Do these logs allow us to say something about the AU opening or are they just an interesting pile of logs? This section is mostly the methodology required to determine the number of contacts and the number of operators in the opening (including those not seen in the logs). If you don't want to read the details, here's the results.


In North America

The 70% completeness of the operator count is encouraging and shows that good statistics on openings are available just by asking for the logs. Nothing special in computer facilities or staff is required: one ham can do it at home with a PC. (It does take a while though.)

Since the location of operators is not random, we cannot infer the location of the missing 30% of the operators. I'll speculate that the missing operators are more likely to be in the regions which submitted lower density of logs (the western half of the country). It's hard to imagine anyone operating in the N.E. of USA being missed in an opening like this. (This is pure speculation remember.)

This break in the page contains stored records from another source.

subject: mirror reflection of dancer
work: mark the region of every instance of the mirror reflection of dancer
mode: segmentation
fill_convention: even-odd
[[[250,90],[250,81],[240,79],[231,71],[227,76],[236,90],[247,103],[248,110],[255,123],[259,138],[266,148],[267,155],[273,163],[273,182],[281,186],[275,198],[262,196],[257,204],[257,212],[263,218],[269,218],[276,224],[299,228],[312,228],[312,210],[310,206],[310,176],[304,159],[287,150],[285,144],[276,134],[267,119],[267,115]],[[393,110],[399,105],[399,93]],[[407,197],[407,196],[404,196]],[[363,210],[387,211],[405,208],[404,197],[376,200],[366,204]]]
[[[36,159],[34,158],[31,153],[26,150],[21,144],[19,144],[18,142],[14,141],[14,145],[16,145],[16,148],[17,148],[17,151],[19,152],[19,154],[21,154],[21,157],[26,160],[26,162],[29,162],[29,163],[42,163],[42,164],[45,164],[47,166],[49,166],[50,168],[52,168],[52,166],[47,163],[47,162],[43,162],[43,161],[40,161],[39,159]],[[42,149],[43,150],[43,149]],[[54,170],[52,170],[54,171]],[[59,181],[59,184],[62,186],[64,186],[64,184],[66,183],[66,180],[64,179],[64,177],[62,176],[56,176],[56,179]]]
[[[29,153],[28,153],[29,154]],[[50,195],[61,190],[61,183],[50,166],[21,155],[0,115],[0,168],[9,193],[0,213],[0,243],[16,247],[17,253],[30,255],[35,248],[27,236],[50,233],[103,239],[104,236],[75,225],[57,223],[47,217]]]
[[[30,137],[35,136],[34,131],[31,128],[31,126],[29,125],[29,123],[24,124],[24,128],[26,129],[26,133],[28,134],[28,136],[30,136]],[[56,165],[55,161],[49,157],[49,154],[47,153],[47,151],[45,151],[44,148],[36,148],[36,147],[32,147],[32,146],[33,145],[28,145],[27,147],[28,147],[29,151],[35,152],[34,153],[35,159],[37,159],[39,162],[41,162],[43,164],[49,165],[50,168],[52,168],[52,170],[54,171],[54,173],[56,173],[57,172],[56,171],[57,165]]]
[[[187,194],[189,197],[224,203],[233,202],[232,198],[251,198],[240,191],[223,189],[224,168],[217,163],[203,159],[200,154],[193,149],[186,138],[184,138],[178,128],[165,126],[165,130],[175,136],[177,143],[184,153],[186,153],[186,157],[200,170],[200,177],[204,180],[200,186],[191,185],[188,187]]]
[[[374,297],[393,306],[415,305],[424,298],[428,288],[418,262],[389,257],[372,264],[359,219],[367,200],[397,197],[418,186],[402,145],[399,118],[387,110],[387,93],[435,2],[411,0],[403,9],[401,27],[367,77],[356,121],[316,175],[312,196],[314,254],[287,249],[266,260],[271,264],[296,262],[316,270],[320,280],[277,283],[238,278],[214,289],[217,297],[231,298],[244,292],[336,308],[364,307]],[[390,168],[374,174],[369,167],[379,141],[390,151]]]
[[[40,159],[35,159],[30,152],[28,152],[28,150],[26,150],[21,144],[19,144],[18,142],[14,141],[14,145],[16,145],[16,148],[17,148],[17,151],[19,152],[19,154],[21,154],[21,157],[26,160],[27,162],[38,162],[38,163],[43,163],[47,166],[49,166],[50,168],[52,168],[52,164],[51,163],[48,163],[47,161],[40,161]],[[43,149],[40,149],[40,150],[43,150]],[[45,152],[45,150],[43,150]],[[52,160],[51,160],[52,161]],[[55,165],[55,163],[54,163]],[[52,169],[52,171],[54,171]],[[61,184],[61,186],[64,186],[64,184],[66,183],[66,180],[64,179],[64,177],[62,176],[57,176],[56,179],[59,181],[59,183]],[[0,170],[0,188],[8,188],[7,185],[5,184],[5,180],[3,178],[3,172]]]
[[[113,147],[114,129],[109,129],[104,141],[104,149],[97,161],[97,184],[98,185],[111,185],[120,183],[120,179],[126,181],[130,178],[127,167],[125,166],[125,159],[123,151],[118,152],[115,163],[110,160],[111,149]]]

The completeness QSOs, 24%, is lower. It's different (less) than the fraction of operators, since you only need to see an operator in one log to know he's in the opening, but if you don't get his log, then you miss all (but 1) of his contacts. We know that contacts occur randomly with time for 50 and 144MHz (for 220 I can't tell what's happening), so the other 76% of the contacts can assumed to be spread randomly in the temporal domain. I would expect that most of the 220MHz contacts were logged and that the missing QSO's would be more on 2m and 6m. (Again this is speculation.)

I'll assume then that the logs are a good representation of the opening. Since I don't know of any other studies like this, "good" it not precisely defined.

Caveate: the model used here has not been tested outside the data set used here. It might not be accurate. It may not even be relevant. Then on the other hand, it may be spot on - I just don't know yet.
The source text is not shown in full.